E per abituarci a questo, per farci assimilare questa ideologia secondo cui maggiore competitività, arrivismo, individualismo siano l’unica strada da percorrere,  stanno usando ogni mezzo, dalle ormai famose dichiarazioni, a intere pagine di quotidiani in cui si sostiene che l’art 18 vale 200 punti di spread, passando per editoriali in cui si sostiene che è arrivato il momento della crescita e che il ruolo dei sindacati dovrebbe essere quello di favorire la flessibilità in entrata e in uscita, come se questi non stessero già facendo il loro sporco lavoro.
Ovviamente un altro punto su cui battono molto per convincerci e cooptarci, giocando sulla giustissima esasperazione, è quello del  “precariato”, cavalcando l’onda del momento che ha reso questo aggettivo sostantivato, per molti, una “categoria psicologica”. In realtà la concezione di precario della Fornero è ben lontana da quella di “giovane lavoratore della conoscenza” e molto più vicina alla realtà: tra i 3 e i 4 milioni di persone, sotto i 34 anni, che guadagnano tra i 700 e gli 800 euro al mese; veri e propri lavoratori di scuola, sanità, servizi pubblici, servizi sociali e pubblica amministrazione con uno dei tanti contratti grazie ai quali è possibile far lavorare per più tempo, pagando di meno.
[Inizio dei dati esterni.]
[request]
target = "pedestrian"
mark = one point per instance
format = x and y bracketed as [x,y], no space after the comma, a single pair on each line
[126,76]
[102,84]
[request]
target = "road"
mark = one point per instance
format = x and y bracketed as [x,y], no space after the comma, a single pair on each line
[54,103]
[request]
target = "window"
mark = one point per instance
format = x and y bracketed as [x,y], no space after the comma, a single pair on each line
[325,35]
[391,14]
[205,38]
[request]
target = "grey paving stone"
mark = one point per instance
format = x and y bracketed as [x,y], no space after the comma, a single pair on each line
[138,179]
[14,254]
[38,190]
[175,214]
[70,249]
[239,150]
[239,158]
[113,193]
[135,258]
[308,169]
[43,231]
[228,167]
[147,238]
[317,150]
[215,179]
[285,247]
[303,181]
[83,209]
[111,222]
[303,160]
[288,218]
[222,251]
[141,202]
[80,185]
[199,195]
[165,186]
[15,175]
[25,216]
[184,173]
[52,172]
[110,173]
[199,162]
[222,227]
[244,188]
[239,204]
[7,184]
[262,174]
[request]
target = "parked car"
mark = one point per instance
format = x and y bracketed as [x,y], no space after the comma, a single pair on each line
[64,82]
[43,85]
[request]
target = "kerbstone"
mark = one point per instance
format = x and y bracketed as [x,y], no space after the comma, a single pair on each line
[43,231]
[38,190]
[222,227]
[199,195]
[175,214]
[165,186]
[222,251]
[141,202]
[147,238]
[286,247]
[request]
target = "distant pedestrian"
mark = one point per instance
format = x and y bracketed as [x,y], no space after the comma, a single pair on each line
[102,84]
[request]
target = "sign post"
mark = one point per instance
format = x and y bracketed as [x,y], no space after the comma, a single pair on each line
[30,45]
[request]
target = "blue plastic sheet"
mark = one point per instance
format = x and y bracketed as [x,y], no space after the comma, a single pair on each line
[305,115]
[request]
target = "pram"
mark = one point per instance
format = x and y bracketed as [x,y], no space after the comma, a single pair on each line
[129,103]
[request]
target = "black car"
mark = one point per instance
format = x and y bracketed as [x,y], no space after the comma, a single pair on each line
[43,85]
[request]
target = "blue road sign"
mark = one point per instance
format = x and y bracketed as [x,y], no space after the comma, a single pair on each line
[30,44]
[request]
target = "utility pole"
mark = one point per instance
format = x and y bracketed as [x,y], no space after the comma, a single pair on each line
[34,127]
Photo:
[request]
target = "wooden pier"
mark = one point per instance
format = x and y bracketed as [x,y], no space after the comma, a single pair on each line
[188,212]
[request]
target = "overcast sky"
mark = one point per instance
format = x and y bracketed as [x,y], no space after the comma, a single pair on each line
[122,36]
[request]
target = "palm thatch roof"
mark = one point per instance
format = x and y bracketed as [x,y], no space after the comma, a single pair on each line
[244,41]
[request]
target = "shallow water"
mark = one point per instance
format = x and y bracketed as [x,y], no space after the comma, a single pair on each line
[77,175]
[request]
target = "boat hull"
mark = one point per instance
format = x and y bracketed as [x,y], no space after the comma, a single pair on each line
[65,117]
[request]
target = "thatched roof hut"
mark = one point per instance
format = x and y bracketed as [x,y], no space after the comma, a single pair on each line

In merito a questo, il messaggio che ci stanno mandando è che si arriverà ad una precarizzazione assoluta, che prescinde dalla fascia d’età e dal tipo impiego.
“Bisogna spalmare le tutele su tutti”, dice la Fornero e noi non possiamo evitare di leggerci che in realtà sarà la precarietà ad essere “spalmata”, privando anche i cosiddetti tutelati dei diritti di cui disponevano grazie ad anni di conquiste. E se per convincerci di questo si giocheranno la carta del conflitto tra generazioni, trucchetto inflazionato, ma sempre di moda nella collezione autunno-inverno 2012, ancora una volta sapremo riconoscerlo e sostenere che i nostri nemici sono loro, non i nostri genitori, ai quali vogliono estendere i non-diritti che a noi già spettano attualmente. C’è da aggiungere, tra l’altro, che il cosiddetto capitalismo all’italiana, ritenuto arretrato rispetto alle altre potenze europee vede la maggior parte del tessuto industriale costituito da piccole imprese, con meno di 15 dipendenti, per i quali già non vale l’articolo 18 su cui tanto si specula. Nelle aziende che superano il 15, invece, non dimentichiamo che è comunque possibile effettuare licenziamenti collettivi per motivi economici: stato di crisi, cassa integrazione, mobilità.
Insomma, la “fabbrica del falso” aggiorna i propri macchinari, li adatta ai tempi che corrono, si perfeziona. Ed è una delle poche fabbriche che nonostante la crisi non fallirà.